Ordinary glass blocks UV anyway. Ever try to get a suntan through your windshield? Doesn't work. That is not to say that maximum tint is a bad idea. UV damage is not the only light-related way to destroy plastics. Your plan is a good one.
Ah, it provides short term benefit, but it's wicked addicting? What great marketing and packaging. Love it!
. Christopher A. Young Learn about Jesus
Details snipped.
I don't completely agree. I've only ever used Armor All on one car dashboard. On that particular car, the dash was getting splotchy looking and needed something. As soon as I applied it, the appearance was as good as new and remained so until I traded the car about a year later.
As for the addiction: When the plastics are first formulated, it does contain some additives that gas off over time. When you apply a topical coating, it is on the top surface and does not penetrate as the original mix had. It just will not last as long so yes, it will have to be re-applied at some interval.
In my opinion, if it does not need it, why apply it? One it does need it, you will have to do it periodically forever. It is a coating, not a plastic additive. Once the original plastcizer is gone, you will never replace it. Just as you have to paint y our house every dozen years or so, a bad dash will need some help.
I figure that addicted or not, the spray helps keep things good, and not sun-cracked. I'm OK with that, in any case.

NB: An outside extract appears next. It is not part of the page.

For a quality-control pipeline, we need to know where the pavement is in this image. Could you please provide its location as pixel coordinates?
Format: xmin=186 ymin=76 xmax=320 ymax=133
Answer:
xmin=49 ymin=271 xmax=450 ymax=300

. Christopher A. Young Learn about Jesus
Used to thin it 25/75 with water to use on seats, floor mats, and dash. Thats 1 part AA to 3 parts water. Gave a bit of a sheen without being dangerously slippery. That was 30 odd years ago,
But iff the rubber is "oxidized" the tires will still dry a charcoal gray. These guys want a "spit polish" on their "boots".
Sure, I can see it being an issue on a seat, but that doesn't explain how it's an issue on the side of a tire when leaning into a curve. I'm having a problem imagining it being so slick that it causes the tires to slide on pavement when cornering.
Cloth or leather pants on a slicked up motorcycle seat could be an issue, but hundreds of pounds of pressure on the tiny bit of an Armor All'ed side wall vs. the dirty, rough blacktop? I'm just not seeing it.